Green Charta of the Deauville Green Awards

The fight against climate change, innovations, transportation, eco-mobility as well as the energy transition were among the topics at the 8th edition of the Deauville Green Awards, which featured about 420 documentaries, commercials and image films from all across the world. Climate and environment protection were an issue at the Deauville Green Awards not on screen only. This year, the festival also produced the event more eco-friendly.

 

"We created a charta with various measures. This includes the ban of single-use plastic, low-emission travel and accomodation of the team and participants as well as the calculation of the carbon emission footprint that was offset by our festival partner EcoAct“, points out Laurence Lafiteau, producer of the Deauville Green Awards. „Greening an event is a gradually process that we need to accelerate by sharing best practices, tips, experiences across the French and European industry. The Audiovisual and Media sector has to go forward quicker.“

 

"For this reason, we recently launched an initiative to green the creative industry." In charge of the initiative are the French filmmakers Cyril Dion und Laure Noualhat.
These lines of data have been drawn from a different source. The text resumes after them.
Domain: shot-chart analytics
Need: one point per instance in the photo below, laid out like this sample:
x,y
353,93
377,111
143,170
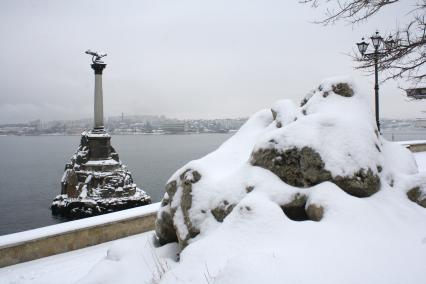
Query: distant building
x,y
173,127
416,93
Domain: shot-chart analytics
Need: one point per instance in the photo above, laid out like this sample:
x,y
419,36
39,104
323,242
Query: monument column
x,y
98,106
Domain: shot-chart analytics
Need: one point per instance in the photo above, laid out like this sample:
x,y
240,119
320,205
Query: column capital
x,y
98,67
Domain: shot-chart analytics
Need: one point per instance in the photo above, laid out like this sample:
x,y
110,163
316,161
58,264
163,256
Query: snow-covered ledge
x,y
60,238
414,145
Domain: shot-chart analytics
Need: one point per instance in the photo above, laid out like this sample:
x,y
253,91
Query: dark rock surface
x,y
305,168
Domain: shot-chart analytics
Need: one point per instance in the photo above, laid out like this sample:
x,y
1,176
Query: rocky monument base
x,y
95,181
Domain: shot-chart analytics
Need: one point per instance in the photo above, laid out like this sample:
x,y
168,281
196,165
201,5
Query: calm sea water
x,y
31,168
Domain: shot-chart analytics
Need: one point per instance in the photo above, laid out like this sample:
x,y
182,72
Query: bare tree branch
x,y
408,58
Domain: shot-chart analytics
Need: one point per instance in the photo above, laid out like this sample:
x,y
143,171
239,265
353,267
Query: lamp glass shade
x,y
377,40
390,43
362,47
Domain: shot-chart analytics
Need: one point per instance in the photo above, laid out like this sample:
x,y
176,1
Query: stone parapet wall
x,y
56,239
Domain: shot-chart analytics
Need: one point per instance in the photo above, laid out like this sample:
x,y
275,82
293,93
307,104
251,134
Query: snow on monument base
x,y
299,195
96,181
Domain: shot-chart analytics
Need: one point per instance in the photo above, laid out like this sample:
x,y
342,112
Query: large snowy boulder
x,y
285,153
333,139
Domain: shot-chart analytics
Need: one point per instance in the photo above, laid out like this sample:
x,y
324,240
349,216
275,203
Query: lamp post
x,y
378,53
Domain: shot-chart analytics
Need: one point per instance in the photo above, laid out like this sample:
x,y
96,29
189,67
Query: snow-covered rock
x,y
241,223
285,153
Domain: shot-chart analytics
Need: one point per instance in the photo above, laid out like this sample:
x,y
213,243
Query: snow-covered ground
x,y
366,230
74,266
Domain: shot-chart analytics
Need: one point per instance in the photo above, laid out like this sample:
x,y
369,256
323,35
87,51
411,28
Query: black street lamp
x,y
378,53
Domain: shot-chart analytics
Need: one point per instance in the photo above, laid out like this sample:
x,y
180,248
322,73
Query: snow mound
x,y
332,202
285,152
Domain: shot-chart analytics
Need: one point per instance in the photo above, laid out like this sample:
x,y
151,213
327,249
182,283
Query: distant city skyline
x,y
188,59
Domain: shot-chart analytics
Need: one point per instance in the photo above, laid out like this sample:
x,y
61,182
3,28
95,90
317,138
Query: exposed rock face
x,y
302,168
305,168
96,182
417,195
164,226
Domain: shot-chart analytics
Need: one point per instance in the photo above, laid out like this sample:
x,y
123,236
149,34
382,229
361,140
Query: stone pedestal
x,y
96,181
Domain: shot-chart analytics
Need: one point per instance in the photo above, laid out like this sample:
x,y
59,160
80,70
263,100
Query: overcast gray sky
x,y
183,59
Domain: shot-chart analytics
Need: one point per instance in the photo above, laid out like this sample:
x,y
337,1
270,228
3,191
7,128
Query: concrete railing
x,y
60,238
414,145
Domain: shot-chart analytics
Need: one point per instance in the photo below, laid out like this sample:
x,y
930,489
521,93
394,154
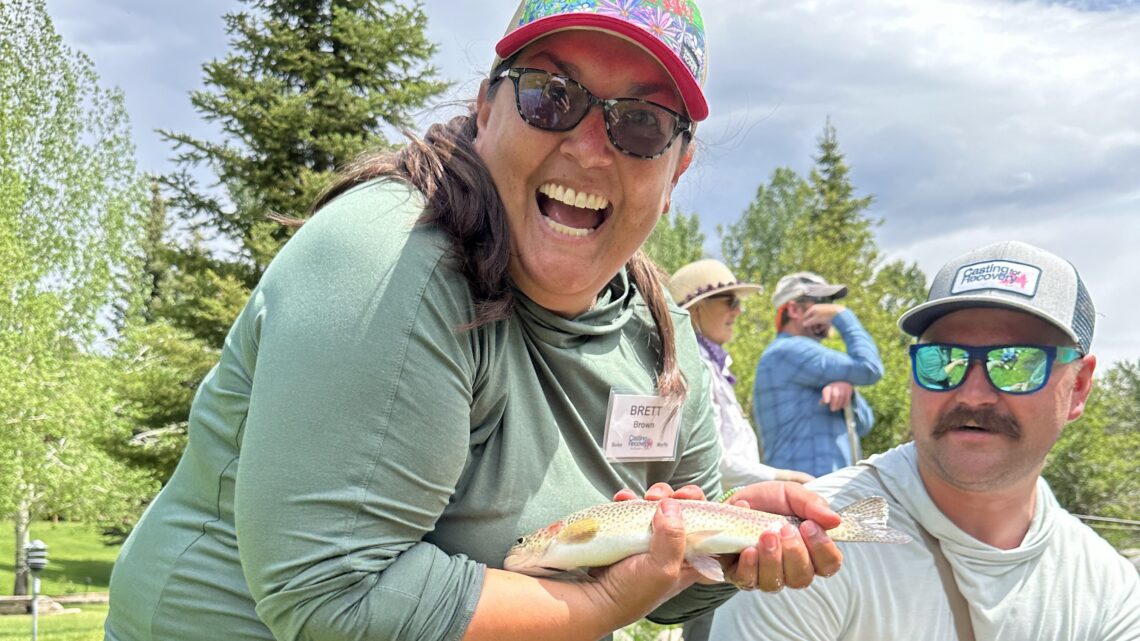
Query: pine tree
x,y
308,86
676,241
820,225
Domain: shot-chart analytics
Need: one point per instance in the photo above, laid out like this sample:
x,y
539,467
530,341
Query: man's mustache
x,y
987,419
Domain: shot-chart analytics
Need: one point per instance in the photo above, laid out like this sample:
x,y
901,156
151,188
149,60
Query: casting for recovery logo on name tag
x,y
641,428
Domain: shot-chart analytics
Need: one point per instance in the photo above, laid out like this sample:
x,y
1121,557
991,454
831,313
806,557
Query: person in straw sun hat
x,y
714,299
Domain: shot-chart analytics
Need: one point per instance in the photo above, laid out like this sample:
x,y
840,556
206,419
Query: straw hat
x,y
703,278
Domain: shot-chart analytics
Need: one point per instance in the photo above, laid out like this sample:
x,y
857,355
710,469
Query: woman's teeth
x,y
567,195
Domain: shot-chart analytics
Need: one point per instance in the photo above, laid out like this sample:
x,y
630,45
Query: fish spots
x,y
579,532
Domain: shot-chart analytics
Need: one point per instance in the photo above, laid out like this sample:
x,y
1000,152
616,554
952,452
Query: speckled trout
x,y
605,534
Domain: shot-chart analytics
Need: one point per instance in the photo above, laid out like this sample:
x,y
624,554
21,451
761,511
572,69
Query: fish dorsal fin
x,y
579,532
694,538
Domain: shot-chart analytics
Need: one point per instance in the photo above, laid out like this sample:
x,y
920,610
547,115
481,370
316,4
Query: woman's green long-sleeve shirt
x,y
356,457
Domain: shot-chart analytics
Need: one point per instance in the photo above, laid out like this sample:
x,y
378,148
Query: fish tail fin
x,y
866,520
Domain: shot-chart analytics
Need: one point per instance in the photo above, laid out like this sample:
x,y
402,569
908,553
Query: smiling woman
x,y
453,351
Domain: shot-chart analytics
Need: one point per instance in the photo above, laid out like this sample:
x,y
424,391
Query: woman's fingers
x,y
770,560
825,554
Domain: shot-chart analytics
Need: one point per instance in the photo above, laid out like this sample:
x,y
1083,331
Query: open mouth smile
x,y
571,213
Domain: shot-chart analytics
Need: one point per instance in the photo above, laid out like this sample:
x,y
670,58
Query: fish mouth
x,y
524,564
571,212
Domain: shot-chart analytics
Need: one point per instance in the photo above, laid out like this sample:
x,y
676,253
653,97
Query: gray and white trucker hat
x,y
805,284
1011,275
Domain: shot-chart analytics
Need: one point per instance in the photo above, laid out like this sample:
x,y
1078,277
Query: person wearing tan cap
x,y
714,299
463,345
805,403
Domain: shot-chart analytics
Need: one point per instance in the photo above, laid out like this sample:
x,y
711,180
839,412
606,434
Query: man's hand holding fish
x,y
778,557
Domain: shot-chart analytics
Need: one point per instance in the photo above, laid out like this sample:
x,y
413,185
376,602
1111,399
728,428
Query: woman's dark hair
x,y
463,202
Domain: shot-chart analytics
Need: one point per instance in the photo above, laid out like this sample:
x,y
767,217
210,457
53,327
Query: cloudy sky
x,y
969,121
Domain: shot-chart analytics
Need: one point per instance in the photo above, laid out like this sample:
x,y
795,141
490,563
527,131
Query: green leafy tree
x,y
70,210
676,241
1092,468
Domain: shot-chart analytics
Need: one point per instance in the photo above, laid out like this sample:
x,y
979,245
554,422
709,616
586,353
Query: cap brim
x,y
741,290
825,291
695,105
919,319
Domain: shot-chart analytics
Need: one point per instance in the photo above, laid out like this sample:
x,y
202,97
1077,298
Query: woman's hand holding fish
x,y
638,584
792,558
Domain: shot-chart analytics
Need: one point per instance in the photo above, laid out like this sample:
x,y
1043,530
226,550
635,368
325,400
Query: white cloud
x,y
968,120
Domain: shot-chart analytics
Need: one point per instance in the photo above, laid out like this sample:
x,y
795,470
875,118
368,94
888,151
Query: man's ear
x,y
1081,387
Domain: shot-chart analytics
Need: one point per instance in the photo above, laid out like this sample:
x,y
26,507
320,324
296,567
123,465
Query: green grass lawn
x,y
81,626
78,560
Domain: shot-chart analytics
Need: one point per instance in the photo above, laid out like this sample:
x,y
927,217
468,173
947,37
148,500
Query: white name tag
x,y
998,275
641,428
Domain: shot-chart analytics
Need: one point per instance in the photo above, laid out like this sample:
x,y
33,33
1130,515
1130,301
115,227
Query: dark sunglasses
x,y
553,102
1011,368
734,302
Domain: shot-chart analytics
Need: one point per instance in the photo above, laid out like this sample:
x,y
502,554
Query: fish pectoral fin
x,y
694,538
577,575
708,566
579,532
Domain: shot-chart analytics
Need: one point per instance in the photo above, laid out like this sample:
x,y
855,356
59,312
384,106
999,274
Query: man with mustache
x,y
804,399
994,556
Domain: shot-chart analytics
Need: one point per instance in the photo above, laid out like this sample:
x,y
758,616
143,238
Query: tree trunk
x,y
23,521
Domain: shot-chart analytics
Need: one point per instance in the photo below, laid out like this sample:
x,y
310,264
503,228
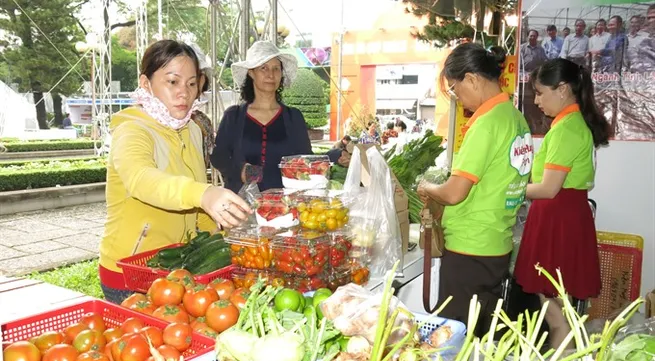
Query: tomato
x,y
60,353
136,349
144,307
166,292
89,340
169,352
131,325
133,299
71,331
222,315
197,299
21,351
112,334
48,339
223,287
171,313
239,297
94,321
178,335
93,356
153,334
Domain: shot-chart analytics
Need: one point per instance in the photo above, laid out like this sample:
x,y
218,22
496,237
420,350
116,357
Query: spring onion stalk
x,y
378,346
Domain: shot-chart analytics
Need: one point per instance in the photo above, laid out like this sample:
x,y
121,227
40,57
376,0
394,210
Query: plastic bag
x,y
374,213
634,343
355,312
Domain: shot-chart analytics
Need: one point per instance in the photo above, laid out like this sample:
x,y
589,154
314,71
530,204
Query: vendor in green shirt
x,y
560,232
489,178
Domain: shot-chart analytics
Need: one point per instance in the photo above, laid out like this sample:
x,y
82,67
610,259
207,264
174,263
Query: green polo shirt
x,y
496,155
568,146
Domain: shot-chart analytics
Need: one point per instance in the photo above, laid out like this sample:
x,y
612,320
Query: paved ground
x,y
43,240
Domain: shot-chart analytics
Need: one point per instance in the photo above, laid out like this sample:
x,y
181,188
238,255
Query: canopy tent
x,y
17,113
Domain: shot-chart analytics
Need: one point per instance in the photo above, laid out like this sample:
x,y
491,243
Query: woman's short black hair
x,y
159,54
472,58
556,72
248,89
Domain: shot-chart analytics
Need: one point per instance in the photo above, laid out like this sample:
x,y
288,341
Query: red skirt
x,y
560,233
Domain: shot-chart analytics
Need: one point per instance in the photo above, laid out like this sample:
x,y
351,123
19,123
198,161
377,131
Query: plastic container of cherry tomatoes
x,y
301,253
276,208
246,278
322,210
305,171
250,246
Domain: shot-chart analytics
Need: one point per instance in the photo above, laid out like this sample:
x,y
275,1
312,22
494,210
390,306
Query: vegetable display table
x,y
22,297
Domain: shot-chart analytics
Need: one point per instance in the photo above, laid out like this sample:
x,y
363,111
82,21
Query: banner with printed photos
x,y
614,39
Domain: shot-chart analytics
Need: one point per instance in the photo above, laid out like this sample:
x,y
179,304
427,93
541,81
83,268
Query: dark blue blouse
x,y
265,145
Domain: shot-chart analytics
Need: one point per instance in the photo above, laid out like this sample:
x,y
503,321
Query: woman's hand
x,y
225,207
423,191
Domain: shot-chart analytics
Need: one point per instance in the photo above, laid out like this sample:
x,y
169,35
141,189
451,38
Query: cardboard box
x,y
401,201
650,304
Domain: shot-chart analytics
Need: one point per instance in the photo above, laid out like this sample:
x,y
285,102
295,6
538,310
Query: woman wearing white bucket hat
x,y
254,136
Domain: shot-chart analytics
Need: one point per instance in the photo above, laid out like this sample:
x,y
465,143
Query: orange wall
x,y
363,50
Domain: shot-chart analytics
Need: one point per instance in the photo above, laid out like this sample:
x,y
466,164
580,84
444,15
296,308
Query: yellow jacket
x,y
156,177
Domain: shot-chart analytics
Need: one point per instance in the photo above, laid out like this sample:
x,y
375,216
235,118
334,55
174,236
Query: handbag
x,y
432,241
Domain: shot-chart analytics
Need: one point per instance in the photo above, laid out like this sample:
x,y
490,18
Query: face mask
x,y
158,110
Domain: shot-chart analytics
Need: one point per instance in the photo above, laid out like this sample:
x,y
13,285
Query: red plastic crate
x,y
113,315
138,276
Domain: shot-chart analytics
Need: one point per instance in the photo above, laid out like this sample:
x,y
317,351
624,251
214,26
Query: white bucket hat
x,y
259,53
203,60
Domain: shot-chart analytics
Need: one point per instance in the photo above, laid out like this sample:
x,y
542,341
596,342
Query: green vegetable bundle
x,y
202,254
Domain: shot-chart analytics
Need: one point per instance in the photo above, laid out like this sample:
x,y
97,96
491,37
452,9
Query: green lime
x,y
318,298
287,299
323,291
309,312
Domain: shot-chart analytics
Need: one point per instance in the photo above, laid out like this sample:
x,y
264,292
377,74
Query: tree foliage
x,y
38,49
307,93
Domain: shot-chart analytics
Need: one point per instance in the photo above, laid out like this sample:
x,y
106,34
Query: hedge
x,y
307,94
32,179
39,146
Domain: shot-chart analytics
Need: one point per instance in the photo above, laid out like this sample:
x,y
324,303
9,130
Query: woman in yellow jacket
x,y
156,177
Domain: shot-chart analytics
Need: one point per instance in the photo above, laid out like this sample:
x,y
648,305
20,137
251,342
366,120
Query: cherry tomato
x,y
197,299
48,339
94,321
171,313
133,299
131,325
178,335
239,297
136,349
153,334
223,287
222,315
112,334
169,353
166,292
60,353
93,356
89,340
21,351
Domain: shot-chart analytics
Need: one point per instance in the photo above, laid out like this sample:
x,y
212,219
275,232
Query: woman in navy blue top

After the successful documentary Tomorrow, they presented their new film Après Demain in Deauville. „We want to picture a better world and show how life could be in a better world“, underlined Dion. „This is our responsibility as filmmakers.“

 

Another key topic is to raise awareness for filmmakers when they are shooting in a wildlife reserve. "Big crews are troublemakers when they are putting their heavy equipment all over the place, when they are making noise and are producing light“ says Marina Ezdiari, the Ecoprod representative who did a workshop on biodiversity and filmmaking. „Hopefully, we come up with a factsheet that will be shared on a European level.“

 

 

The main topic of the 8th edition of the Deauville Green Awards was dedicated to biodiversity.  "The theme was up in the air", underlines  Georges Pessis, Honorary President of the nature and and envronment festival that he is heading together with the President Francois Morgant. For the first time, the festival also included various VR films in their program.

 

 

The World Wildlife Fund (WWF) France produced several VR films about whales and birds which let the viewers experience the work of the environmental organisation at close quarters. „We film our missions and bring the viewer right there via VR headsets“, says Michael Neveu, Head of Digital Communication, WWF France.

 

 

The French collective Ecoprod sponsored the special award for sustainable film production that was given to the German production outfit The Royal Film Company for the image film  Laureus Sport for Good – Neeta‘s Story.  The ambitious project is using sports  to strengthen the literacy and self-confidence of young women in India. „Unfortunately, we had to go to India by plane“, says the producer Moritz Schreiner. "Therefore, we reduced our crew to three people and we were offsetting the carbon footprint of our flight.“ The sustainable measures included the use of reusable batteries and LEDs, the abandonment of plastic bottles as far as possible as well as a mostly vegetarian and vegan diet.

 

How sustainable a film can be produced is also a matter of the availability of eco-friendly solutions. In their documentaries, commercials and image films, several filmmakers gave an insight into approved and new technological developments, which were presented in the innovation category. The use of water and wind power, smart cities were an issue as well as the use of hydrogen for automobiles. In L’Hydrogéne, clé de la mobilité propre, the French company Air Liquide presents an ambitious project which plans to launch a zero-emission fleet of 600 hydrogen-powered taxis in Paris and the Ile-de-France region by 2020.

 

Vehicles which are powered with hydrogen is the speciality of Stéphane Aver, President of Swiss company Aaquis, that gives out the innovation award in Deauville. „We have a new standard to store hydrogen for light mobility, which includes bicycles, scooters, motorcycles, small cars and small trucks for the delivery in the city." At the moment, Aaquis is deploying vehicles in China, Vietnam, Marocco, Dubai, in France as well as in Switzerland. The hydrogen is stored in cartridges that are distributed like drinks in vending machines. „We are using the same system.“ The location of the hydrogen storage automat can be found via an App, the payment is done by smart phone. The user can ride a bicycle with two or three wheels with a small cartridge for about 50 kilometers. For a scooter, he needs two bigger cartridges for a ride up to 100 km. In France, there is a growing interest in hydrogen-powered vehicles. „We are in negotiations with a French supermarket chain that will offer our bicycles to their customers and also use them for their delivery service."